Play the player-profile game every day this week at 1:00pm ET. We’re giving away a free annual subscription to FanGraphs+ to the first reader who guesses correctly the identity of that day’s mystery player. (Limit one copy per customer).
As the absurdly coiffed Eno Sarris announced on Monday, the newest iteration of FanGraphs+ is now available in exchange for your hard-earned money — and any other kind of money, too.
As in recent years, we’re celebrating this important Moment in History by way of the player-profile game.
Said game is easy: the author offers the text of an actual player profile from the newest iteration of FG+, being careful to omit any proper names that might reveal the identity of the player in question. The reader, in turn, attempts to identify the player using only the details provided in the profile.
First reader to guess correctly (in the comments section below) gets a free annual subscription to FanGraphs+, worth roughly the equivalent of Alec Baldwin’s watch in Glengarry Glen Ross.

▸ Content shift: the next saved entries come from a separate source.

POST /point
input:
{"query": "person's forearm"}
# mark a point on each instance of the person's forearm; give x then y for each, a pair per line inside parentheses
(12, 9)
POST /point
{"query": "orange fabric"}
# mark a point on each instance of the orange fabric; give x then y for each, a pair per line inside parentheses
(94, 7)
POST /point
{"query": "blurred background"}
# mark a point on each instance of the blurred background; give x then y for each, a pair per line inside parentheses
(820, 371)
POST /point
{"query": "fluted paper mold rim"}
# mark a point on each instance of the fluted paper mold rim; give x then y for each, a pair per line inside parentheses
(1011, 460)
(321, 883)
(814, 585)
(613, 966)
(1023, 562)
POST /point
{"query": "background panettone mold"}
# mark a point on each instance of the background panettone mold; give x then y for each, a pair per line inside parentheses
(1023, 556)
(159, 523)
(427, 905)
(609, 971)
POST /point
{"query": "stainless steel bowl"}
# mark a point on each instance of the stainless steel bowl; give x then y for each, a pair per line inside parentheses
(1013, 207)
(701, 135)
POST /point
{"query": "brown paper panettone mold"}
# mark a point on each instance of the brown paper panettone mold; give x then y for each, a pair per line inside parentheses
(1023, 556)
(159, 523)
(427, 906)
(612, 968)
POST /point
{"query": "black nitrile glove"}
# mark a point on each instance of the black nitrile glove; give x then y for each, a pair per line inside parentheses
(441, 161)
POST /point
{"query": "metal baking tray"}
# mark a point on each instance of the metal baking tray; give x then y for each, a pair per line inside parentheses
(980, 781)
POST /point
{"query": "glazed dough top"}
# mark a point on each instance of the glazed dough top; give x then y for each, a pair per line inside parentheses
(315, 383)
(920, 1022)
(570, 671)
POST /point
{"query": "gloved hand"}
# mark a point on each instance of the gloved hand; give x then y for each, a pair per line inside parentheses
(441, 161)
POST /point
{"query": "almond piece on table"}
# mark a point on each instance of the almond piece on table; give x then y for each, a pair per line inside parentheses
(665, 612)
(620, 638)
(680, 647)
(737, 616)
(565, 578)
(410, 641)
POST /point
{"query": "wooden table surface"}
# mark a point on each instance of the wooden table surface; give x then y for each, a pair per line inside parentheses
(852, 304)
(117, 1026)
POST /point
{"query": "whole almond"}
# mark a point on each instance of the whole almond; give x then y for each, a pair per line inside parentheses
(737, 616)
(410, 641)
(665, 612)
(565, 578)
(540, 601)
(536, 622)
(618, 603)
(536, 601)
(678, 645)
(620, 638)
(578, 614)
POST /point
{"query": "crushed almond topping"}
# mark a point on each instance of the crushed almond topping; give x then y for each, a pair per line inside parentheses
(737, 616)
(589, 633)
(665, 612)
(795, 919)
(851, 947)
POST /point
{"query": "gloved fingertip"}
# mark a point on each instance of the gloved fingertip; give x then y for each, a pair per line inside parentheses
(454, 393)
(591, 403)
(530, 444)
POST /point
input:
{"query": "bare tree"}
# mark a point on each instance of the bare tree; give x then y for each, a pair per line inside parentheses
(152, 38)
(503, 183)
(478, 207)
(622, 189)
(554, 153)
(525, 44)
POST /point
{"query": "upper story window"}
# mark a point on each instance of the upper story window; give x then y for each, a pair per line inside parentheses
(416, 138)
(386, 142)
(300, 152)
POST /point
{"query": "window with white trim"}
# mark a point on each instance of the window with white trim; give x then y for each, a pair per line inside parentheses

Today’s entry comes to us by way of 18th century frontiersman Patrick Dubuque and is absolutely the most obscure of the profiles considered this week. (Note: Paul Swydan will provide a clue after 50 wrong, and zero correct, responses.)
Who is it?
Ways in which baseball is not like capitalism: in capitalism, the key to success is to do one thing really well. [BLANK] does one thing quite well, and that is run: he’s averaged forty stolen bases a year over the last three seasons between the majors and minors. But though it looked like [BLANK] had a chance to become a Vince Coleman or a Brian Hunter given the opportunity, he ended up fielding like the former and hitting like the latter. Maybe ten or twenty years ago, those steals might have gotten him a free crack at a job. But in our enlightened age, fourth outfielders who can’t hit or field don’t tend to stay fourth outfielders, and they don’t make their way onto fantasy teams, no matter how many bases they might steal.